TRENTON
- Attorney General Anne Milgram announced
today that New Jersey will receive nearly
$9.5 million in a national Medicaid fraud
settlement with pharmaceutical company Eli
Lilly and Company regarding an illegal off-label
marketing campaign that improperly promoted
the antipsychotic drug Zyprexa.
Under
the national settlement, Eli Lilly will
pay the states and the federal government
$800 million in damages and penalties to
compensate Medicaid and various federal
healthcare programs for harm suffered as
a result of the illegal off-label marketing.
Medicaid
is jointly funded by the state and federal
governments. New Jersey has reached an agreement
in principle with Eli Lilly under which
the joint federal and state settlement payment
to the New Jersey Medicaid program will
be $18,416,660. The state’s share
is $9,477,068.
“During
the past year, we have recovered more than
$22 million for New Jersey through national
settlements such as this one, in which our
Medicaid Fraud Control Unit played an important
role,” said
Attorney General Milgram. “That
is additional money for our Medicaid program
to assist people who otherwise could not
afford vital health care services and prescription
drugs.”
The
settlement arose from four federal and state
false claim actions that were consolidated
in the U.S. District Court for the Eastern
District of Pennsylvania. The cases, called
qui tam cases, were filed by private parties
on behalf of the government. New Jersey
played an important role on the team of
state Medicaid Fraud Control Units that
worked with the U.S. Department of Justice
to negotiate the settlement. New Jersey
was one of six states that did extensive
claims data analysis which supported the
damage figures.
In
addition to the civil settlement, the U.S.

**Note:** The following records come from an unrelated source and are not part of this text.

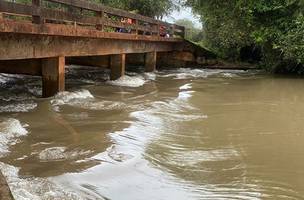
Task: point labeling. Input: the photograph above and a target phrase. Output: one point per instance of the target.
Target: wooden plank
(27, 67)
(26, 46)
(9, 26)
(37, 19)
(8, 7)
(113, 11)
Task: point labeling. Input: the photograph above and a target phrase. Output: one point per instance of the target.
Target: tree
(192, 33)
(275, 26)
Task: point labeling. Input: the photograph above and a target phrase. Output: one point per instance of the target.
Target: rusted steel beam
(53, 78)
(99, 7)
(8, 26)
(25, 46)
(27, 67)
(150, 61)
(39, 14)
(117, 65)
(96, 61)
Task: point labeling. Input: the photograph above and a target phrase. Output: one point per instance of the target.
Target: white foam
(188, 73)
(129, 81)
(84, 99)
(10, 130)
(186, 86)
(67, 97)
(19, 107)
(34, 188)
(59, 153)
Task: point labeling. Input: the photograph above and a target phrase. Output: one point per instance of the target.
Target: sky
(182, 14)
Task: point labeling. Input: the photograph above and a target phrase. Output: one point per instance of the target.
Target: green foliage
(192, 33)
(155, 8)
(277, 26)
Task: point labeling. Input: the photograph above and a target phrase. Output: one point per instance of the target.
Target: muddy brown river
(177, 134)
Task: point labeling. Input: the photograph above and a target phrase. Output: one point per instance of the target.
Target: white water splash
(59, 153)
(188, 73)
(84, 99)
(18, 107)
(129, 81)
(34, 188)
(10, 130)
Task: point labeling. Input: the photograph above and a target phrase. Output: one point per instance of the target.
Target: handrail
(101, 17)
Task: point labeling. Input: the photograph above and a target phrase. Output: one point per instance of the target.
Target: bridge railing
(90, 15)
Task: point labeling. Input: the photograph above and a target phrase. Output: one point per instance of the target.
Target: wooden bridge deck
(36, 38)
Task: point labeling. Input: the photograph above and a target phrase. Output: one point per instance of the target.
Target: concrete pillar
(118, 65)
(150, 61)
(53, 79)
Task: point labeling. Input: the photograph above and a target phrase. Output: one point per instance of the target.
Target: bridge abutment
(117, 66)
(150, 61)
(53, 76)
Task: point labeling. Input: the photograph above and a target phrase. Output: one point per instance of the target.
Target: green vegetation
(155, 8)
(192, 33)
(272, 28)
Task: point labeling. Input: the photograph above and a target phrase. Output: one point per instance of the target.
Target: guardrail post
(36, 16)
(173, 30)
(100, 26)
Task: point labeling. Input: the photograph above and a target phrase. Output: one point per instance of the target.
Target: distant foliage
(193, 33)
(275, 26)
(155, 8)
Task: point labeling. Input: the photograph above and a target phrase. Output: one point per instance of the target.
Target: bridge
(40, 36)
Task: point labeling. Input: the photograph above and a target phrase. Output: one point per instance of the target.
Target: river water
(176, 134)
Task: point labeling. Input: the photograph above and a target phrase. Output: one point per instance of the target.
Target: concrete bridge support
(53, 76)
(150, 61)
(117, 65)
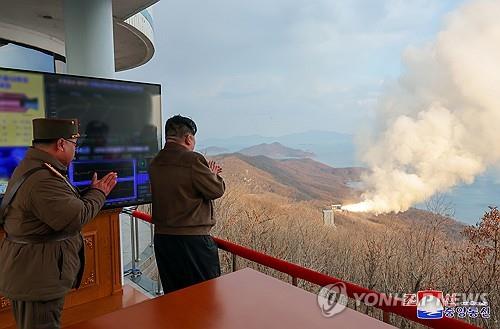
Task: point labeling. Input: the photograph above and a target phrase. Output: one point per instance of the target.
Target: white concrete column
(88, 28)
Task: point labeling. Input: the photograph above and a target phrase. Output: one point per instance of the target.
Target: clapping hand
(105, 184)
(214, 167)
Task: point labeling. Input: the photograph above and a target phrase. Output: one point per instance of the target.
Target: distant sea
(468, 201)
(338, 150)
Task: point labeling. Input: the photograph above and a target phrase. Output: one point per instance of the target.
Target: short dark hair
(179, 126)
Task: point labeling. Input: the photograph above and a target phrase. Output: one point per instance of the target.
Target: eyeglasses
(74, 143)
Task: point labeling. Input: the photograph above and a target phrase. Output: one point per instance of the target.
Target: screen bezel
(111, 206)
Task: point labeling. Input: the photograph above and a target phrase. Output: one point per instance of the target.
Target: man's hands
(214, 167)
(105, 184)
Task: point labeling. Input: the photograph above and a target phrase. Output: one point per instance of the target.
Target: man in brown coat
(183, 186)
(41, 258)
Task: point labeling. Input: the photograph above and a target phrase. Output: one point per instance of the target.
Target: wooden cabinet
(102, 275)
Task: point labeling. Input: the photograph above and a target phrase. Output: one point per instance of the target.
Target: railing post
(233, 259)
(136, 246)
(151, 228)
(132, 245)
(159, 288)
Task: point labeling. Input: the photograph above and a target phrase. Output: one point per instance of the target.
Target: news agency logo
(332, 299)
(433, 304)
(430, 304)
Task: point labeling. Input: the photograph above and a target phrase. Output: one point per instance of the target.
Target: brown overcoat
(44, 205)
(183, 188)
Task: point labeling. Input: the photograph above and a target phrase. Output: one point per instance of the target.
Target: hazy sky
(281, 66)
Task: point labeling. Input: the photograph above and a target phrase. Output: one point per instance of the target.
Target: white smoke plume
(441, 122)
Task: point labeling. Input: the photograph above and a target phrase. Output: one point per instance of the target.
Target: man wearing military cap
(42, 255)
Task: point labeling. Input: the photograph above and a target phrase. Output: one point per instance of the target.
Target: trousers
(184, 260)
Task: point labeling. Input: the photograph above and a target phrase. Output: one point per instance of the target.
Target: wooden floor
(130, 296)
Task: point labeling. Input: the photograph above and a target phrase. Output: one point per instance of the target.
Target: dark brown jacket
(43, 205)
(183, 188)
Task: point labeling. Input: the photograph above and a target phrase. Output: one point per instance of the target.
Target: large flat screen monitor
(120, 122)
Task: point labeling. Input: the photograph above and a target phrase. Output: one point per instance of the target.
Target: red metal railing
(391, 305)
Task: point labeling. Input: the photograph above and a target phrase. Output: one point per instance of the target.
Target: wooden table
(245, 299)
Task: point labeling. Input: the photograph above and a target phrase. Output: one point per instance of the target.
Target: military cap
(46, 129)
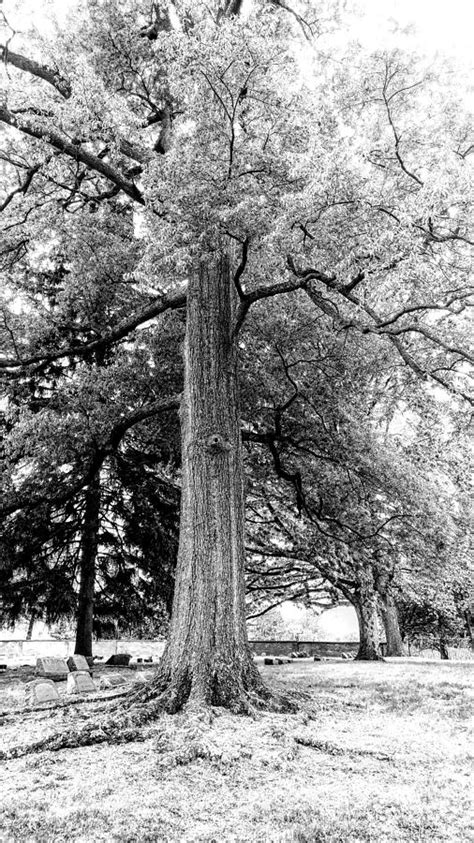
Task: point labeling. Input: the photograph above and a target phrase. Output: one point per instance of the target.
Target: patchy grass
(378, 752)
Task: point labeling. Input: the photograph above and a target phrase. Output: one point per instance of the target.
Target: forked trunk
(393, 635)
(207, 659)
(365, 602)
(85, 603)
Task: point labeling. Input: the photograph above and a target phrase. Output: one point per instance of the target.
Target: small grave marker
(80, 682)
(51, 668)
(42, 690)
(119, 660)
(111, 681)
(77, 662)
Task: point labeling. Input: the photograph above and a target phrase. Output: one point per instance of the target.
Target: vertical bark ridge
(365, 603)
(208, 659)
(87, 569)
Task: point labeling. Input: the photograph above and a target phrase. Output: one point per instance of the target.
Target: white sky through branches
(437, 26)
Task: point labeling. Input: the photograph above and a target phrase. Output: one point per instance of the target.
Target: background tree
(259, 182)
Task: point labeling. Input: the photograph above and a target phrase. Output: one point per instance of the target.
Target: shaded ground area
(378, 752)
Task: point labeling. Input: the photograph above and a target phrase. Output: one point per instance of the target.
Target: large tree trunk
(89, 540)
(389, 612)
(469, 628)
(208, 659)
(365, 603)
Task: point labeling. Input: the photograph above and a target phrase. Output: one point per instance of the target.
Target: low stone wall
(14, 652)
(325, 649)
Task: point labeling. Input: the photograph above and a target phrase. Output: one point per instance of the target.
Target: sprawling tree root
(196, 697)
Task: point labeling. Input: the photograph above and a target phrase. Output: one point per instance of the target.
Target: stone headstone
(119, 660)
(51, 668)
(113, 680)
(142, 677)
(80, 682)
(41, 690)
(76, 662)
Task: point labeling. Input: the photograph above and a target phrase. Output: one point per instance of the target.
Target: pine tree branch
(171, 301)
(91, 465)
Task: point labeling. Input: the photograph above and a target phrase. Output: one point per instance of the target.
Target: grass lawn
(378, 752)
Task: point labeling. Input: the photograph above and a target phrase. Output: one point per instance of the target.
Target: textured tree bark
(89, 541)
(388, 610)
(365, 603)
(468, 623)
(31, 623)
(208, 659)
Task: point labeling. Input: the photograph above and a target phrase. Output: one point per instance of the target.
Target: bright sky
(438, 25)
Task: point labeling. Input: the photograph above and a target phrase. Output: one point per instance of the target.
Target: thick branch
(95, 461)
(172, 301)
(72, 150)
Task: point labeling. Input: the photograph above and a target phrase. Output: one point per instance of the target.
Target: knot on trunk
(217, 444)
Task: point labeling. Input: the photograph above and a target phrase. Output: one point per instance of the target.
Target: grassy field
(378, 752)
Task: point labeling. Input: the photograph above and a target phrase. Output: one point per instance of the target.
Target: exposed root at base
(126, 722)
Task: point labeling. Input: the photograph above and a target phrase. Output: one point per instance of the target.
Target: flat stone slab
(75, 663)
(113, 680)
(41, 690)
(80, 682)
(52, 668)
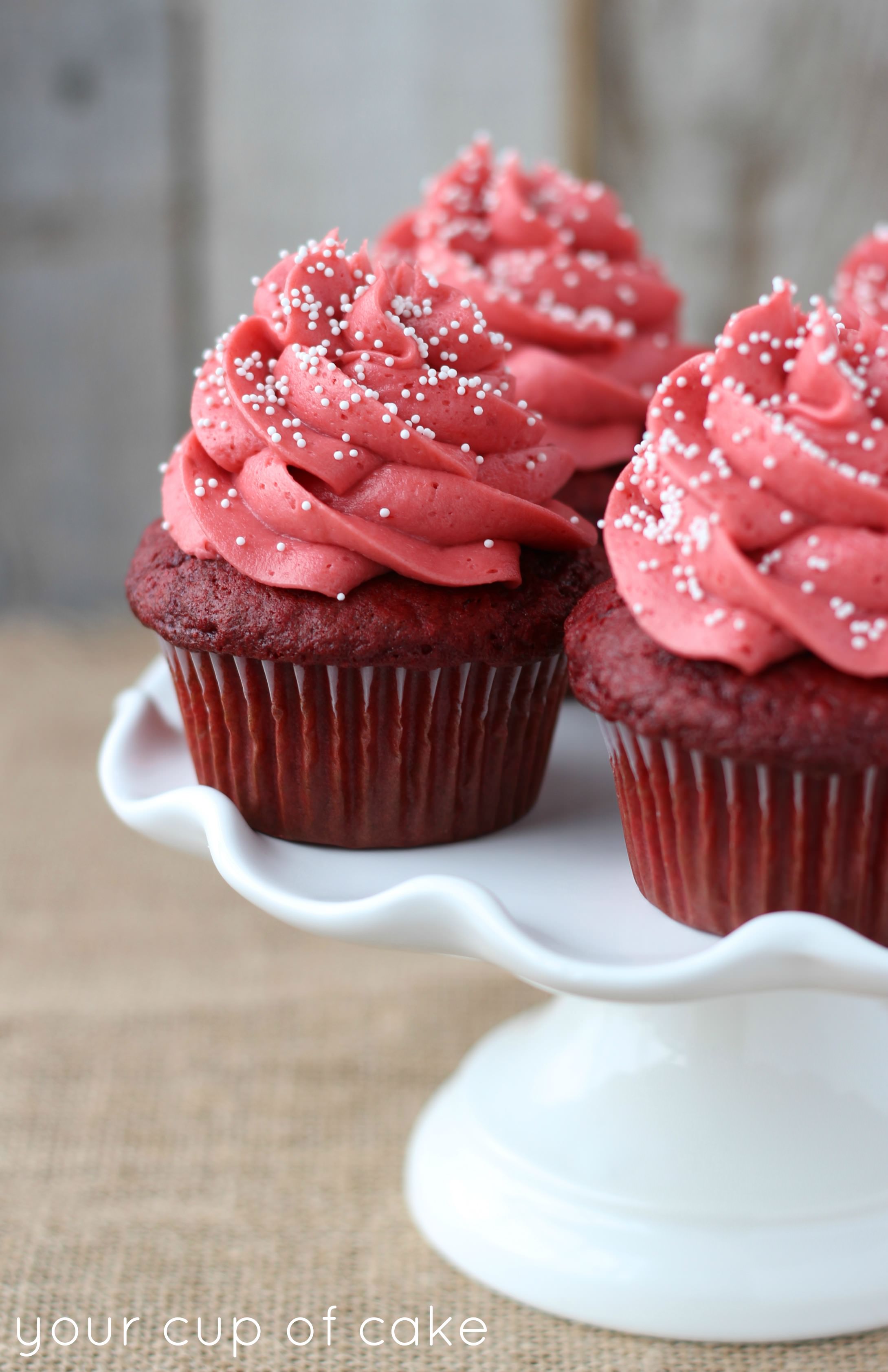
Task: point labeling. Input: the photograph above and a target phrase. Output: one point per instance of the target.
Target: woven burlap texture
(204, 1112)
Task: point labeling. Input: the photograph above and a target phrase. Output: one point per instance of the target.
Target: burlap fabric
(205, 1112)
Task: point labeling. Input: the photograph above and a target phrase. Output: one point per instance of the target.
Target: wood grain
(747, 138)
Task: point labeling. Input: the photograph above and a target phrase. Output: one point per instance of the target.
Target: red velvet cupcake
(361, 577)
(740, 658)
(556, 266)
(862, 279)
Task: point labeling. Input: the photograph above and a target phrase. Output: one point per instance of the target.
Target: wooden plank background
(154, 154)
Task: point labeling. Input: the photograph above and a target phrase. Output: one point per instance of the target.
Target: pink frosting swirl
(753, 523)
(556, 266)
(360, 422)
(862, 277)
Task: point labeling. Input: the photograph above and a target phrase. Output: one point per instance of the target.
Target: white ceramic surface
(551, 899)
(694, 1143)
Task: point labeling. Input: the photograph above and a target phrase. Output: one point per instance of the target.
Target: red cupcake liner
(370, 756)
(714, 843)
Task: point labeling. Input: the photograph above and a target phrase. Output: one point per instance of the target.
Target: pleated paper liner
(370, 756)
(714, 841)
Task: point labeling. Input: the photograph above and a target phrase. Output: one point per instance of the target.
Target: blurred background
(160, 153)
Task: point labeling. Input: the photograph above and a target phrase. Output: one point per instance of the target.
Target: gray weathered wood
(746, 137)
(87, 352)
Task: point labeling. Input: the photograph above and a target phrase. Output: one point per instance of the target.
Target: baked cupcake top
(361, 422)
(753, 522)
(862, 277)
(556, 265)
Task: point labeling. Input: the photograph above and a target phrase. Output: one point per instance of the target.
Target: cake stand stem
(705, 1171)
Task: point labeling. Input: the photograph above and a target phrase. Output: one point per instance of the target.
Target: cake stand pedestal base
(706, 1171)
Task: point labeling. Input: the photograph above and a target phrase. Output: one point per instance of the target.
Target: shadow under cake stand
(688, 1141)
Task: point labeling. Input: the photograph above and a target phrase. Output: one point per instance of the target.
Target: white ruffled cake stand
(690, 1141)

Attorney for the Eastern District of Pennsylvania
has filed a criminal information in U.S.
District Court charging Eli Lilly with a
misdemeanor violation of the Food, Drug
and Cosmetic Act. In a plea agreement filed
with the court, Eli Lilly has agreed to
pay a $615 million criminal fine to resolve
the charge.
As
part of the civil settlement, Eli Lilly
will enter a corporate integrity agreement
with the U.S. Department of Health and Human
Services’ Office of the Inspector
General, which will closely monitor the
company’s future marketing and sales
practices.
“We
are committed to investigating and prosecuting
Medicaid fraud and other abuses affecting
our Medicaid program,” said Insurance
Fraud Prosecutor Greta Gooden Brown. “With
the high cost of prescription medicines,
illegal off-label marketing of drugs can
cause huge amounts of Medicaid funding to
be diverted from approved uses.”
Zyprexa
was the first of a newer generation of antipsychotic
medications called atypical antipsychotics
used to treat certain psychological disorders.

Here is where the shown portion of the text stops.